[Info-vax] Vax Station 4000 VLC

Jan-Erik Söderholm jan-erik.soderholm at telia.com
Tue Dec 25 18:11:46 EST 2018


Den 2018-12-25 kl. 22:07, skrev Bill Gunshannon:
> On 12/25/18 2:15 PM, Arne Vajhøj wrote:
>> On 12/25/2018 2:18 AM, Phillip Helbig (undress to reply) wrote:
>>> In article <pvs0ti$1q65$1 at gioia.aioe.org>, =?UTF-8?Q?Arne_Vajh=c3=b8j?=
>>> <arne at vajhoej.dk> writes:
>>>> GUI is not really important for VMS.
>>>
>>> It depends on what one does with VMS.
>>>
>>>> Sure a newer X and GTK could be nice, but I don't think it would help
>>>> VSI sell a single VMS license.
>>>
>>> I'm not sure.  Obviously, people still on VMS are dependent on a modern
>>> GUI.  But it might open the door to some NEW customers.  It doesn't have
>>> to have all the bells and whistles.  A reasonably modern web browser
>>> would probably be enough.  :-|
>>
>> You think there will be people willing to pay for a VMS license
>> for a box used for web browsing running VMS?
>>
>> I don't see that as realistic.
>>
> 
> Maybe not, but people running VMS...

What does "running VMS" more specifically mean?

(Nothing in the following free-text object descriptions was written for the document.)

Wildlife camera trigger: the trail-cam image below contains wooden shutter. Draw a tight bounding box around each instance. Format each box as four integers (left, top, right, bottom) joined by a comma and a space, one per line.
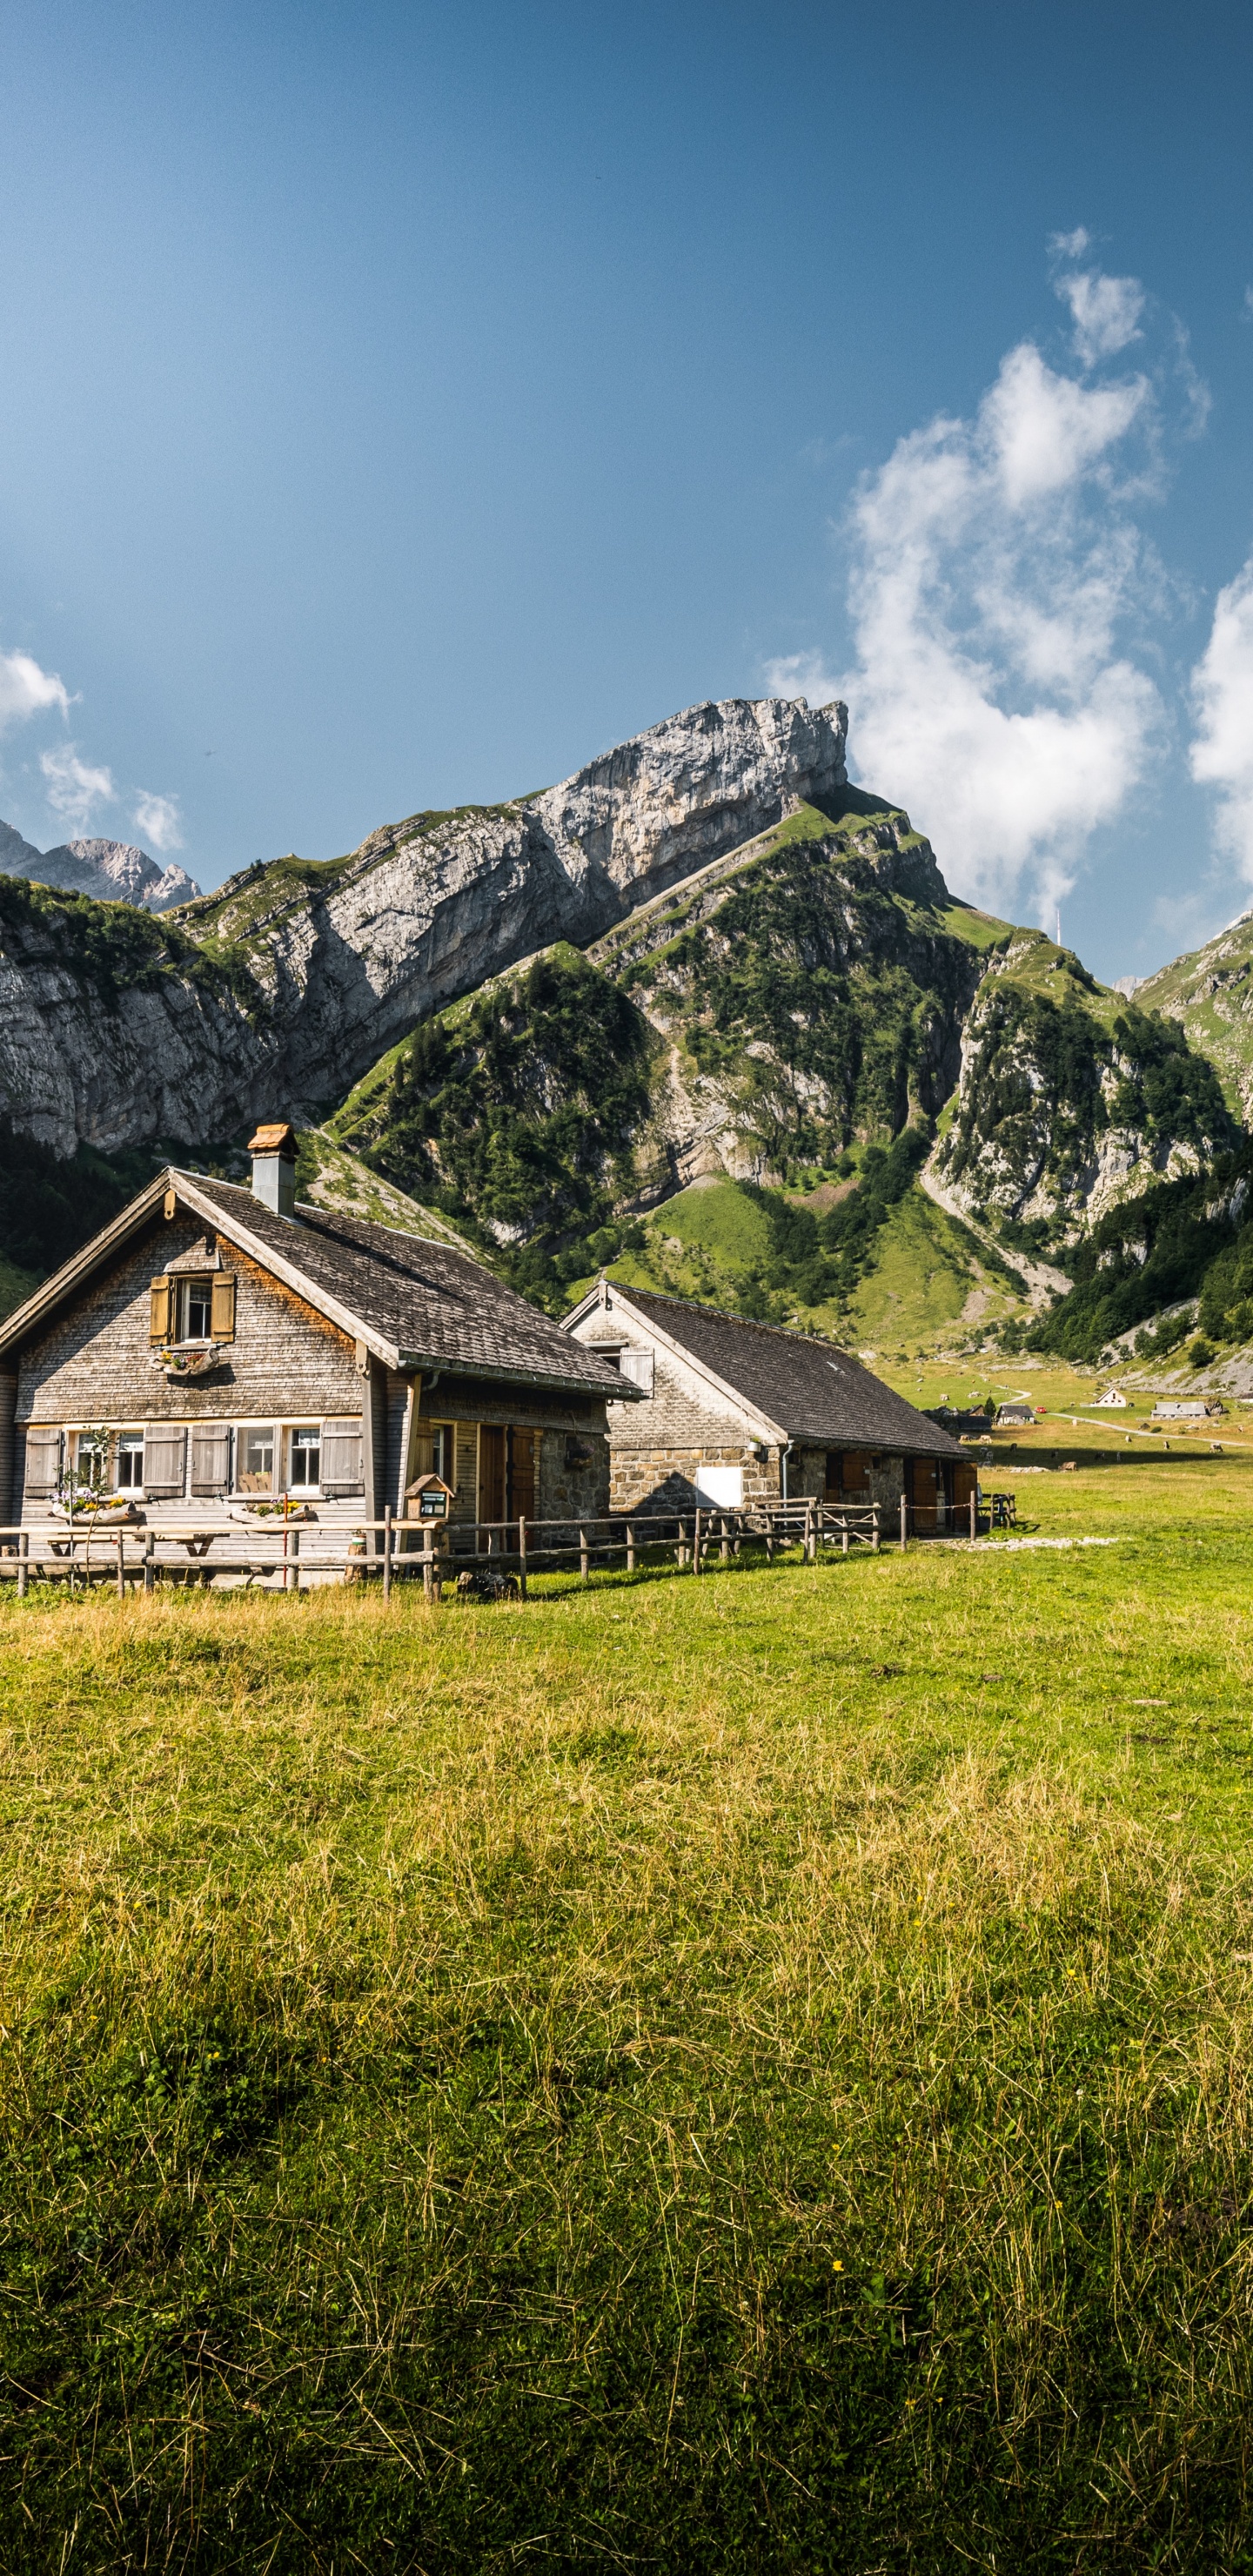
210, 1273, 236, 1340
149, 1276, 173, 1342
22, 1426, 62, 1499
618, 1349, 654, 1394
190, 1425, 231, 1495
320, 1419, 364, 1496
952, 1461, 977, 1510
479, 1426, 506, 1523
144, 1426, 187, 1498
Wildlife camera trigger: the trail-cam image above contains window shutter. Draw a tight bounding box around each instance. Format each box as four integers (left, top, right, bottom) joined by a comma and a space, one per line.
210, 1273, 236, 1340
144, 1426, 187, 1498
619, 1350, 654, 1395
23, 1426, 62, 1499
320, 1419, 365, 1495
190, 1426, 231, 1495
149, 1277, 173, 1343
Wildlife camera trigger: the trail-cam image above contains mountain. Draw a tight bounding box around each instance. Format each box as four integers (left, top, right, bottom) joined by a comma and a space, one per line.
1132, 910, 1253, 1121
0, 695, 848, 1157
0, 688, 1246, 1373
0, 819, 199, 913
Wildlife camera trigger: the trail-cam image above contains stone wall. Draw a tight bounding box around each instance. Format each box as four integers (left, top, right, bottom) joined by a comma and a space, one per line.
608, 1440, 781, 1516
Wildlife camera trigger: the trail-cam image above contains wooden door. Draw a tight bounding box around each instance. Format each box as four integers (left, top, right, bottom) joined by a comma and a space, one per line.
908, 1456, 940, 1531
479, 1426, 506, 1525
508, 1427, 536, 1522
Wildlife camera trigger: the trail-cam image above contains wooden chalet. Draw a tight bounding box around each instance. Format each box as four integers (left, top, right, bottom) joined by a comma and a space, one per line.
563, 1278, 972, 1532
0, 1124, 630, 1572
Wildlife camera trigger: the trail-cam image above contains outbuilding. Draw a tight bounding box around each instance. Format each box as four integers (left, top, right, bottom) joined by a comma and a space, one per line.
562, 1279, 971, 1532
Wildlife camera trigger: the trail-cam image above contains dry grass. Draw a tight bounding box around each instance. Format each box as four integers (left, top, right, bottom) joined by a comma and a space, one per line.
3, 1476, 1253, 2567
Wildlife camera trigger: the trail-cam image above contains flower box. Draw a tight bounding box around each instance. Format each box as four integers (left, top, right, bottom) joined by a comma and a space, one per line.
153, 1345, 221, 1382
50, 1500, 139, 1528
227, 1502, 318, 1526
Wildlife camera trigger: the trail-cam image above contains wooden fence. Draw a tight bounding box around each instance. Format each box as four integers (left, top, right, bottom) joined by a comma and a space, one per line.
0, 1491, 984, 1597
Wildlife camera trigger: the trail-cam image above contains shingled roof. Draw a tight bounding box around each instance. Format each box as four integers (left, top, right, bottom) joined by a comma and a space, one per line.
0, 1169, 630, 1400
572, 1284, 963, 1457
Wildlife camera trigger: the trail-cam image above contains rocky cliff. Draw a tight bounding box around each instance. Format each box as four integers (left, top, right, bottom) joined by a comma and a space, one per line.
0, 819, 198, 912
0, 695, 848, 1155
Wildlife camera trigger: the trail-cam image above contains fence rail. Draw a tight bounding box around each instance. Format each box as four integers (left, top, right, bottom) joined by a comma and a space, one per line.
0, 1491, 985, 1598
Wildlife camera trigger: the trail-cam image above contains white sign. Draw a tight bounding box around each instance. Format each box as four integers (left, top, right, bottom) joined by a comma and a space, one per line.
695, 1465, 743, 1509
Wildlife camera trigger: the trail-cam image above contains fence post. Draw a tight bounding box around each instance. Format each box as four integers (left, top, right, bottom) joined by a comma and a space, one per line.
900, 1493, 908, 1549
872, 1505, 880, 1555
720, 1514, 730, 1566
291, 1529, 300, 1594
970, 1488, 977, 1541
805, 1499, 815, 1564
694, 1506, 702, 1574
626, 1522, 635, 1574
518, 1515, 527, 1600
423, 1530, 434, 1602
842, 1525, 849, 1558
144, 1531, 155, 1594
17, 1529, 28, 1600
580, 1526, 589, 1583
383, 1506, 392, 1603
117, 1531, 125, 1600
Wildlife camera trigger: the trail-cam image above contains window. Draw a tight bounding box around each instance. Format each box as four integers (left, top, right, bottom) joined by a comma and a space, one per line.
289, 1426, 320, 1490
238, 1426, 275, 1494
178, 1278, 212, 1341
116, 1431, 144, 1490
619, 1349, 654, 1395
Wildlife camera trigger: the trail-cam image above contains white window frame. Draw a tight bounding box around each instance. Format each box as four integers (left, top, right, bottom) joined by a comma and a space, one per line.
177, 1277, 214, 1344
236, 1423, 277, 1495
115, 1430, 145, 1491
287, 1425, 322, 1493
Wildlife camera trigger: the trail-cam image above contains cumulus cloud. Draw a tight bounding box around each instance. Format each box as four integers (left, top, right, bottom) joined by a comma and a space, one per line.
131, 789, 184, 853
0, 647, 70, 732
39, 744, 116, 835
761, 650, 844, 709
823, 324, 1163, 918
1055, 266, 1145, 368
1189, 555, 1253, 881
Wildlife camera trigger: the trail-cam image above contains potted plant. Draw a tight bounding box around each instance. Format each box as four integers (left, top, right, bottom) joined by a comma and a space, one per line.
51, 1429, 137, 1530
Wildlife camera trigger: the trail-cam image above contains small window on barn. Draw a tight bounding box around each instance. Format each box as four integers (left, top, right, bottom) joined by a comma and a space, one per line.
238, 1426, 275, 1494
116, 1431, 144, 1490
288, 1426, 321, 1491
178, 1278, 213, 1342
618, 1350, 654, 1395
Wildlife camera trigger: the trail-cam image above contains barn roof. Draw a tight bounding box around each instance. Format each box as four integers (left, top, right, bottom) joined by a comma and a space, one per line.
0, 1170, 632, 1402
566, 1283, 964, 1457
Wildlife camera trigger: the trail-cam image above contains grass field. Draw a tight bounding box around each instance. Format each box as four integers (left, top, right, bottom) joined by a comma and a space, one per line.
5, 1465, 1253, 2568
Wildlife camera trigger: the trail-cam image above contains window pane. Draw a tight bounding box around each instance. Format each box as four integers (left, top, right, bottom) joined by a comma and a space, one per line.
181, 1280, 212, 1338
238, 1427, 275, 1493
290, 1426, 320, 1487
117, 1432, 144, 1490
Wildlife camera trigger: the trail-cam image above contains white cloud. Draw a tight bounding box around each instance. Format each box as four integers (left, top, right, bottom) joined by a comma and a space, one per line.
40, 744, 115, 835
822, 333, 1163, 918
1189, 555, 1253, 881
761, 650, 844, 708
131, 789, 184, 852
1049, 227, 1091, 263
0, 647, 70, 732
1055, 266, 1145, 368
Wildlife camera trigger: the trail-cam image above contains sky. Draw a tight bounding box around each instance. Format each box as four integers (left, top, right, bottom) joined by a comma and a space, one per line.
0, 0, 1251, 982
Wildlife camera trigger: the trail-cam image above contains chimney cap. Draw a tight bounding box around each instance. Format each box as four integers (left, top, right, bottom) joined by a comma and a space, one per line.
248, 1122, 297, 1157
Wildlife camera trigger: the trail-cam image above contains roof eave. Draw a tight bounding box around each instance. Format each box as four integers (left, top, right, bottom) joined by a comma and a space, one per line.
399, 1350, 642, 1399
566, 1285, 787, 1439
0, 1170, 173, 1362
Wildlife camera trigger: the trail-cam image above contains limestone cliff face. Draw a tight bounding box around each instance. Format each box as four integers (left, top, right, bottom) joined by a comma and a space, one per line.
0, 695, 848, 1155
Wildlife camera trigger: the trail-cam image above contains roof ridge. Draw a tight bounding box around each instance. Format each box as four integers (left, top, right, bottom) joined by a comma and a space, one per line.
625, 1281, 855, 1358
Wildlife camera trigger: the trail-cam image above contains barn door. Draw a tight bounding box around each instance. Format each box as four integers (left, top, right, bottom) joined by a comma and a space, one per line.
479, 1426, 506, 1525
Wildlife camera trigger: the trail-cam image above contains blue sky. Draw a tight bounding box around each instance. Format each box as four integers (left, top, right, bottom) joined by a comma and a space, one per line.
0, 0, 1250, 980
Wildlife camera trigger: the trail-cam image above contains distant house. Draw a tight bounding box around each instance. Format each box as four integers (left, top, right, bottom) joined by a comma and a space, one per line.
1091, 1388, 1128, 1409
562, 1279, 971, 1529
0, 1124, 629, 1564
995, 1401, 1037, 1427
1151, 1399, 1223, 1420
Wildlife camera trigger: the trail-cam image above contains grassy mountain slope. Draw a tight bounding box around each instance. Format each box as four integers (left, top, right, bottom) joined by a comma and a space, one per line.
1134, 910, 1253, 1120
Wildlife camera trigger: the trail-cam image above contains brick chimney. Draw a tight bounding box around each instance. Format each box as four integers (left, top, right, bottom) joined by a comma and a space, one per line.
248, 1121, 297, 1219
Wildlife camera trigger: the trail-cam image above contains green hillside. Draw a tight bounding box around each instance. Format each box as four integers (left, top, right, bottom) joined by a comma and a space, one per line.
1135, 909, 1253, 1121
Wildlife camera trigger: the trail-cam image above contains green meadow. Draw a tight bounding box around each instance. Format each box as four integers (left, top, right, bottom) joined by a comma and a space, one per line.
4, 1464, 1253, 2568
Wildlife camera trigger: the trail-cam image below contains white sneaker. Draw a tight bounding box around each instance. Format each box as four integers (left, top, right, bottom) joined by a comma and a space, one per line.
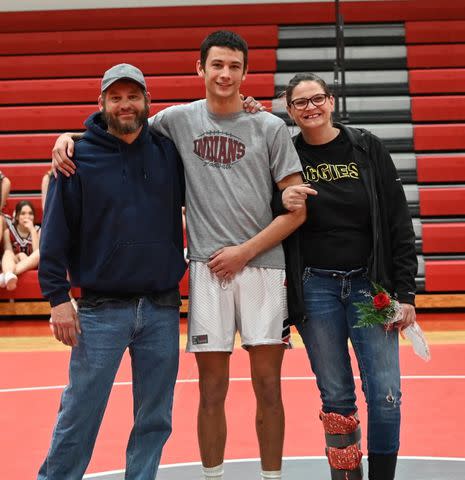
5, 272, 17, 291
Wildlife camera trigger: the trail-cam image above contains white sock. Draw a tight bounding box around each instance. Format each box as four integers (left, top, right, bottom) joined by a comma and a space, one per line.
203, 463, 224, 479
4, 272, 17, 290
4, 272, 16, 283
0, 273, 5, 288
261, 470, 282, 479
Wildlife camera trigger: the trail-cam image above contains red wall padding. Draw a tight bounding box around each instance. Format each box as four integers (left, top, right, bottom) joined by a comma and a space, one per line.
0, 268, 188, 300
0, 25, 278, 55
407, 44, 465, 68
419, 187, 465, 216
1, 105, 97, 131
425, 260, 465, 291
0, 270, 42, 300
414, 124, 465, 151
417, 154, 465, 183
1, 100, 274, 132
179, 270, 189, 297
1, 1, 465, 33
0, 163, 49, 191
409, 69, 465, 94
0, 50, 275, 80
411, 96, 465, 122
0, 74, 275, 107
405, 21, 465, 44
422, 223, 465, 253
0, 135, 57, 161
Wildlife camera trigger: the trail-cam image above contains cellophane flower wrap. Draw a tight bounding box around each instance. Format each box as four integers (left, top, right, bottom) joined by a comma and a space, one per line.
355, 282, 430, 361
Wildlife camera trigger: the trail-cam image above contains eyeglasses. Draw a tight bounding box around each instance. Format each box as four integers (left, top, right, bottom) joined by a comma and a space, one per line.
289, 94, 329, 110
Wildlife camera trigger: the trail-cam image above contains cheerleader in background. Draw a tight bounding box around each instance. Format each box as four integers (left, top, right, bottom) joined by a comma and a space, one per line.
1, 200, 40, 290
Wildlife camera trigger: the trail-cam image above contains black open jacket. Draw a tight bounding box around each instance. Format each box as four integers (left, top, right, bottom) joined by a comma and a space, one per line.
274, 123, 418, 325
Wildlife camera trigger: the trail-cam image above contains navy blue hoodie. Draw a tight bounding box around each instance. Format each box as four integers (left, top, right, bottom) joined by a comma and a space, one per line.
39, 112, 186, 307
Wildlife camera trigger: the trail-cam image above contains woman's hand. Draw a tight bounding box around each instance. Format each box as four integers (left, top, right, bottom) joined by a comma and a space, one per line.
282, 183, 318, 211
23, 218, 35, 232
395, 303, 416, 331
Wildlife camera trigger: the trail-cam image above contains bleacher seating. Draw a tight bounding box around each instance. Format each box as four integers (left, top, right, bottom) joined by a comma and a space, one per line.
409, 69, 465, 94
1, 0, 464, 319
0, 164, 49, 191
417, 154, 465, 183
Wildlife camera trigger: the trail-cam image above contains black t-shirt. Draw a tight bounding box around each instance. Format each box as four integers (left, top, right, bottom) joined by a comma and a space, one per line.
296, 129, 372, 270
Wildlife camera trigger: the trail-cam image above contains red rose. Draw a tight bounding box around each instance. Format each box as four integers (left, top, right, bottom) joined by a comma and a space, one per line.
373, 292, 391, 310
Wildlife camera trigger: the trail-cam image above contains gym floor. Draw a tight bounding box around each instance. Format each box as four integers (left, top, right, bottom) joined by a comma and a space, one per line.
1, 320, 464, 479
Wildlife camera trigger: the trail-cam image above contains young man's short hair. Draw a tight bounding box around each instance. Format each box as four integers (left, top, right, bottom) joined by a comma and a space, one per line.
200, 30, 248, 71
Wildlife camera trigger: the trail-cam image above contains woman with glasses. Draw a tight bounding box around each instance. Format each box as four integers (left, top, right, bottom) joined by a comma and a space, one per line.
282, 73, 417, 480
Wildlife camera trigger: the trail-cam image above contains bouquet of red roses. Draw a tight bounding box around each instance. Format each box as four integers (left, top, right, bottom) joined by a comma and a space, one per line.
355, 283, 431, 361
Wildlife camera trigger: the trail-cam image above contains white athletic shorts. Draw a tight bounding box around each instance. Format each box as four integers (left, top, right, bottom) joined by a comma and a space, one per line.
186, 261, 290, 352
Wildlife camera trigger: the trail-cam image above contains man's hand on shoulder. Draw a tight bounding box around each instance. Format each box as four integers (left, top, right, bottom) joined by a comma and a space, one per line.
50, 301, 81, 347
52, 133, 80, 177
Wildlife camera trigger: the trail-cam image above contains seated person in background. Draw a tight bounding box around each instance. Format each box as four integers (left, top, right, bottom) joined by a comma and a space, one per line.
41, 169, 53, 211
0, 170, 11, 211
0, 170, 12, 238
0, 200, 40, 290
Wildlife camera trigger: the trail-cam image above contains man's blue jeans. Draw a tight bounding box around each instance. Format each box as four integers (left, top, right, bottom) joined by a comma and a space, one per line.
38, 297, 180, 479
296, 268, 401, 454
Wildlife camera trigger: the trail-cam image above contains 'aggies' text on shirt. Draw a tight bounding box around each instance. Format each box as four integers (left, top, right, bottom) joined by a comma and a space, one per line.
303, 162, 359, 183
193, 131, 246, 169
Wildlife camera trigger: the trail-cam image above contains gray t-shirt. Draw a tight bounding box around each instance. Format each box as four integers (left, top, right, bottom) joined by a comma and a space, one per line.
149, 99, 302, 269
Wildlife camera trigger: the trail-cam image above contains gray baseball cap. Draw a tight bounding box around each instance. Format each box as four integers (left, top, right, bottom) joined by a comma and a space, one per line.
101, 63, 146, 92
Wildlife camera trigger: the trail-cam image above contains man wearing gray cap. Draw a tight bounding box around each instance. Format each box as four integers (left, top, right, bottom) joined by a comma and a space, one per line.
37, 63, 186, 480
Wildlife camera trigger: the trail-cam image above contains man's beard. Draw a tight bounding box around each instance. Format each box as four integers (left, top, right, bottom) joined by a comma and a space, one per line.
102, 101, 149, 135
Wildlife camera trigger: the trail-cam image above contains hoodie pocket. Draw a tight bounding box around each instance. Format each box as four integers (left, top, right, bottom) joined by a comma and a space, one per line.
97, 241, 186, 292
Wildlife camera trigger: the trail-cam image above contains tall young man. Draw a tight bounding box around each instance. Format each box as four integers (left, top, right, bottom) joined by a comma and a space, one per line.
152, 32, 307, 480
52, 31, 315, 480
39, 64, 186, 479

There is absolutelly no reason not to mix and match your tools.
Use VMS for your backend processing where it works OK. Then use
other platforms for your desktop tools (incl. tools to access your
VMS systems) where there are much better alternatives then VMS.

> may want to browse the web
> without having to go to a different machine just for that one
> trivial task.
>

If you have your VMS system accessed in a terminal window or a tab
in your browser, you do not have to "go to a different machine" to
access anything else from the web. Or write a Word document. Or
check your mails on the corporate MS Exchange systems.